After dinner, we found out that the boys were at Tavern, so we walked the few blocks to meet them. I wasn’t really impressed with them, but again tried to be a good sport and told M I just wanted to see as many bars as possible so I knew of some good places to go once I moved. We started hopping from bar to bar. At the third bar, they had a photobooth, so I grabbed E, my roomie, and ran to take pictures. The night was turning out to be more fun than I had expected, and I was glad we had gone out after all. After the pictures, we ventured back to the group, just as everyone was deciding to head to the next bar. I looked over towards M and realized there was a boy with him that I hadn’t seen before. I sarcastically called out to M as we walked out, “Bring your friend Dimples.”
Once we got out of the bar and started walking, “Dimples” and I fell away from the group and just started talking. He told me he was from New Jersey, to which I said “You’re the whitest person from NJ I’ve ever seen!” (My prior education on the subject was from the TV show Jersey Shore) I found out he grew up in a Christian home and he also told me he was planning to get out of the Army that spring (he didn't end up doing that, obvi). I remember sitting in a booth at a bar, getting kind of excited that I was somehow paired off with this guy. He could have ended up with any of my friends, but I was the lucky girl who got to be with the only good looking boy from the group. He also seemed to have a lot of qualities that I found extremely attractive.
We all went back to the hotel to eat and hang out. He volunteered to put on some music and went to plug in his iPod…and out came Skrillex. That was the icing on the cake. Not many people like dubstep…namely, my sister and I were basically the only two people I knew who appreciated it. This sounds like such a silly thing to care about, but my biggest complaint with guys was that I could never find a good Christian man who loved God, but who also loved the same everyday things that I did. I felt like I was going to have to just settle for one or the other: A strong Christian who was boring or someone who loved doing everything I did and was cool, but not the strongest Christian.

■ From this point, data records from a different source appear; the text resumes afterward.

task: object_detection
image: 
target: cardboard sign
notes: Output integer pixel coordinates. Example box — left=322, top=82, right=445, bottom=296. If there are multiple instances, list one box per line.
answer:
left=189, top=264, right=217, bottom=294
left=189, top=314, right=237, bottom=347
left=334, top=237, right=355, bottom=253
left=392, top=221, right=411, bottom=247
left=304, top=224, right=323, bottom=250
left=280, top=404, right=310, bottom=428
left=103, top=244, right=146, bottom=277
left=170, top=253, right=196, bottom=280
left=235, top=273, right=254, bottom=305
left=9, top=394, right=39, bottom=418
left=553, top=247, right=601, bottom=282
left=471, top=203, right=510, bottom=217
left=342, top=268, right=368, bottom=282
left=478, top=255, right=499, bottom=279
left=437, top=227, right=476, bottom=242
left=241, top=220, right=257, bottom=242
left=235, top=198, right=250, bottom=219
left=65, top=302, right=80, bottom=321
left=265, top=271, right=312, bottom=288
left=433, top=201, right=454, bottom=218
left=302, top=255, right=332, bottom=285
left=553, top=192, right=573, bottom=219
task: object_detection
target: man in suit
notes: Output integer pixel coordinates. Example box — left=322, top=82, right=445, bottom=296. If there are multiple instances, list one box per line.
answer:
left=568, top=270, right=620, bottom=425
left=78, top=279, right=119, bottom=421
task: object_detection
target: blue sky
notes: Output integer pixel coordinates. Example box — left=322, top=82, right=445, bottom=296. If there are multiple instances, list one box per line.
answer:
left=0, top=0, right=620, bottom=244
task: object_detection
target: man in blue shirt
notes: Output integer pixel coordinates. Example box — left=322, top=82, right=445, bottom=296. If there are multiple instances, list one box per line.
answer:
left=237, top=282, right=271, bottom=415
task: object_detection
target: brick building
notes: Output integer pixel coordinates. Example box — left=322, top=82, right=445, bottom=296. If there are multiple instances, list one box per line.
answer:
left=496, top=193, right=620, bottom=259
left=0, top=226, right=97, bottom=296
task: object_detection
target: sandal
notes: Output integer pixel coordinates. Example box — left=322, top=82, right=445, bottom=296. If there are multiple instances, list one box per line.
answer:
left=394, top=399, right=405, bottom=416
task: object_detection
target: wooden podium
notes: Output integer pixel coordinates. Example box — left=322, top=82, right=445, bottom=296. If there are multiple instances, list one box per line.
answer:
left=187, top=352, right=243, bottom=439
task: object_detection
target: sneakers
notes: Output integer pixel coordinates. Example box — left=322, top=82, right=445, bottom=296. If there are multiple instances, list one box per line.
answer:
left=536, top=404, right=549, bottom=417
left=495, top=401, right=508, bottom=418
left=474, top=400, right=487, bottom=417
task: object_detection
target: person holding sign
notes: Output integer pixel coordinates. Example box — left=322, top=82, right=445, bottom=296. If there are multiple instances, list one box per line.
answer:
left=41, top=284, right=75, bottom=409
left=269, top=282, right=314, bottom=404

I looked at him and said, “You know who Skrillex is?!?!” His face looked as shocked as mine. We hung out until about 4 or 5 in the morning and then all of us girls headed to bed. Before he left he looked at me, took my face in his hands and said “I’ll see you again.” He kissed my forehead and left.
The next month we talked constantly through text messages and then on the phone. He made plans to come to Atlanta to meet me for New Years Eve. The day after Christmas 2011, I was at my house, and I remembered that painful moment in the shower one year prior. I stood there, thanking God that he reminded me of it and smiled because I had come so far in the past year. I was excited to go back to Atlanta and to see this boy again. I was hopeful that maybe we would even start dating once I moved to Nashville. Did I think this was my future husband? No, not necessarily. But I did remember my prayers to God that He wouldn’t place anyone in my life until it was “the one”.
The boy did meet up with me for New Years, and a few days later, he helped me move all my stuff up to Nashville. In March he proposed and we were married in June.